Equations of Higher Degrees

Consider equation of the form P(x)=0, where P(x) is polynomial of degree higher than 2.

To solve such equations method of factoring and method of entering new variable are used.

Factoring of polynomial of n-th degree is based on the following fact.

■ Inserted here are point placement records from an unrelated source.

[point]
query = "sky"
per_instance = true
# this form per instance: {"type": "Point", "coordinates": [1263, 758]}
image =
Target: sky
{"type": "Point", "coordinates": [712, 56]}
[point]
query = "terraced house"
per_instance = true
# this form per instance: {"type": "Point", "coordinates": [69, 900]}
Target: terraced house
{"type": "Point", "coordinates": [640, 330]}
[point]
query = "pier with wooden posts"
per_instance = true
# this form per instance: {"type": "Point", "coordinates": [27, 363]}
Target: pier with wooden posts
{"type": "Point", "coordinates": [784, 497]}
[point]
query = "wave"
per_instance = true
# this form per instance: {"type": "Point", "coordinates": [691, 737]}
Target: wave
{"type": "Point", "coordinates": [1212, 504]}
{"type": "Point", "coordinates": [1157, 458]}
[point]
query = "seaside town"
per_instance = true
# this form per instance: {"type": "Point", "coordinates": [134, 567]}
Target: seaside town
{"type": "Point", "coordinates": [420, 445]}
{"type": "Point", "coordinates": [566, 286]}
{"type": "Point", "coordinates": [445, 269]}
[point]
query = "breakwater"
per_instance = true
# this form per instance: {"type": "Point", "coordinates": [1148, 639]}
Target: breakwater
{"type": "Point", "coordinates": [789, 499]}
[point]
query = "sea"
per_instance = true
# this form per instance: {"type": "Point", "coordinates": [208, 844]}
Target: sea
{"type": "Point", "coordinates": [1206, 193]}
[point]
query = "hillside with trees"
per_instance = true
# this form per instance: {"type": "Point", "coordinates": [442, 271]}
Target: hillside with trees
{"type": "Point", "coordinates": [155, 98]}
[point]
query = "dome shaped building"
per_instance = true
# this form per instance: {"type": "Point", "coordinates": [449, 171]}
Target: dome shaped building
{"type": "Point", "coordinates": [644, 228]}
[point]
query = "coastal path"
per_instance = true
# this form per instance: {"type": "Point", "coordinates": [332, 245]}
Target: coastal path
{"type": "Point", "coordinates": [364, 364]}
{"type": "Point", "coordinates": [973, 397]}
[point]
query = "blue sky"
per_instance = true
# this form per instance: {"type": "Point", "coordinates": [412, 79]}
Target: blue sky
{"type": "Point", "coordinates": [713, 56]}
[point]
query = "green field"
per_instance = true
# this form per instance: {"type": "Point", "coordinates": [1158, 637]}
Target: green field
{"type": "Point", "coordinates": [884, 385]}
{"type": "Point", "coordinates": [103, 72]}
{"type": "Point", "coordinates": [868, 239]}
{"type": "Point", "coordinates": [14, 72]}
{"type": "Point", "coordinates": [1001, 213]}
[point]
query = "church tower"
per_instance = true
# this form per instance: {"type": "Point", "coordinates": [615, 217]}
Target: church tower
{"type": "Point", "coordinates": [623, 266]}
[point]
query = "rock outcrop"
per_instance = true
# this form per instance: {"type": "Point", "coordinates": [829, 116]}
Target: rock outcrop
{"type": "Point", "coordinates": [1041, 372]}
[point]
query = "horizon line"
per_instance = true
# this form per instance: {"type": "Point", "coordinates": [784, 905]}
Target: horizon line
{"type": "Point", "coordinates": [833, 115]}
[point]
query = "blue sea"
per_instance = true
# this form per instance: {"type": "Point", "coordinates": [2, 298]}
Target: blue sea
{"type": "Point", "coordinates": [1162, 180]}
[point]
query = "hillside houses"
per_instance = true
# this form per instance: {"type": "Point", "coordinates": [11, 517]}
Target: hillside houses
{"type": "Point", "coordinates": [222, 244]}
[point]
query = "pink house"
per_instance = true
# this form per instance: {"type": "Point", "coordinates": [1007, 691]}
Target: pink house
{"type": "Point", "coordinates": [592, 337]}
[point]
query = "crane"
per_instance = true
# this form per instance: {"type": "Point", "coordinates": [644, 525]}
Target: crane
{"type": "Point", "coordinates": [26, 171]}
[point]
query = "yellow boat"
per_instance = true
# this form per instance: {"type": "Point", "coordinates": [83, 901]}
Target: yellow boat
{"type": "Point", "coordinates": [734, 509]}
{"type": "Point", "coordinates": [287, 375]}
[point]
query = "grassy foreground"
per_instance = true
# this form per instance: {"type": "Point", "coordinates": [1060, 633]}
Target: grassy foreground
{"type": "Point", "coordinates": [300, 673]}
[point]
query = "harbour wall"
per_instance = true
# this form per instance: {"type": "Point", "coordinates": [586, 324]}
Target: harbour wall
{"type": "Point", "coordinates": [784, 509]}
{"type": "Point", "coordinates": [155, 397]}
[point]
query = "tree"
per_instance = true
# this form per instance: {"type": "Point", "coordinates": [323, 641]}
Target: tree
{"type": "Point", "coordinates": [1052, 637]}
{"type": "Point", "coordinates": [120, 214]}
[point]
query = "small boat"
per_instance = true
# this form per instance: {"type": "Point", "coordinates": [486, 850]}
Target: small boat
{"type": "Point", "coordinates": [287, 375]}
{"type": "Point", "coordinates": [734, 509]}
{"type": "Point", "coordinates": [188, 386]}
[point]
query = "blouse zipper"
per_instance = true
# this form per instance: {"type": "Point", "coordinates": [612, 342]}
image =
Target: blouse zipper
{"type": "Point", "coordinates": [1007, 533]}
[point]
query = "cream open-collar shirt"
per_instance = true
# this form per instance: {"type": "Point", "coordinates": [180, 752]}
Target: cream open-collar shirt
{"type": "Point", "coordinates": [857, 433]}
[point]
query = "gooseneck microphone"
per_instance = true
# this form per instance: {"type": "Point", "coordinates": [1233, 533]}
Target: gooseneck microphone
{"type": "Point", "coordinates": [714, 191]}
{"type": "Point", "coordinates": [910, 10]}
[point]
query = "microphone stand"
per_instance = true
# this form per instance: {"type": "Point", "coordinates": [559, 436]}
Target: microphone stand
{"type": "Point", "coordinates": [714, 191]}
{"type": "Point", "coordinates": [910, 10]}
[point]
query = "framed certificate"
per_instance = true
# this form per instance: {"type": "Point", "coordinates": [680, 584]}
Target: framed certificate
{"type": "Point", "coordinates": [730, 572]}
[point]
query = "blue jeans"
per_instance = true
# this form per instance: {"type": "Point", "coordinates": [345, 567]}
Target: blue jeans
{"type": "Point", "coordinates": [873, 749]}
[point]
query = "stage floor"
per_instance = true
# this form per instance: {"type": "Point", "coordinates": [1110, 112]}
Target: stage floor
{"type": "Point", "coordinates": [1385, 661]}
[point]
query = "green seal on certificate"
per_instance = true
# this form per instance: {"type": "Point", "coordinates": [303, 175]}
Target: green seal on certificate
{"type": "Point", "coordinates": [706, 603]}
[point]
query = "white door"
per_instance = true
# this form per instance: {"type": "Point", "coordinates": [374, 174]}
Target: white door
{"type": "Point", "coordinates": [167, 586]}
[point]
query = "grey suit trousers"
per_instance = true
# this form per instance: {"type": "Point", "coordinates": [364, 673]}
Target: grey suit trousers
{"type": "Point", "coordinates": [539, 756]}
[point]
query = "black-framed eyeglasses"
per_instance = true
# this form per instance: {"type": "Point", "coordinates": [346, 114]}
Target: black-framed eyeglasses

Fact. Suppose we are given polynomial `P(x)=a_0x^n+a_1x^(n-1)+...+a_(n-1)x+a_n`, all coefficients of which are integer numbers (`a_0!=0`). Then if integer number x=b is root of the polynomial P(x), then it is divider of free member `a_n`.

Example 1. Solve equation `x^3+4x^2-24=0`.

Let's try to find integer root of the equation. For this we write out all dividers of free member -24: `+-1;+-2;+-3;+-4;+-6;+-12;+-24`.

If `x=1` then `1^3+4*1^2-24=-19!=0`, i.e. `x=1` is not root.

If `x=-1` then `(-1)^3+4*(-1)^2-24=-21!=0`, i.e. `x=-1` is not root.

If `x=2` then `2^3+4*2^2-24=0`, i.e. `x=2` is root.

Now, we divide polynomial `x^3+4x^2-24` by `x-2`: `x^3+4x^2-24=(x-2)(x^2+6x+12)`.

Quadratic equation `x^2+6x+12=0` doesn't have roots, therefore initial equation has only one root: x=2.

Example 2. Solve equation `21x^3+x^2-5x-1=0`.

Divide both sides of equation by `x^3`: `21+1/x-5/x^2-1/x^3=0`.

Let `1/x=y` then `21+y-y^2-y^3=0` or `y^3+5y^2-y-21=0`.

Let's try to find integer root of the equation. For this we write out all dividers of free member -21: `+-1;+-3+-7`.

After checking we find that `y=-3` is root of the equation. Dividing `y^3+5y^2-y-1` by `y+3` gives: `y^3+5y^2-y-21=(y+3)(y^2+2y-7)`.

Quadratic equation `y^2+2y-7=0` has two roots: `-1+-2sqrt(2)`.

Now, since `y=1/x` then `x=1/y`.

Therefore, initial equation has 3 roots: `-1/3,1/(-1+2sqrt(2)),1/(-1-2sqrt(2))`.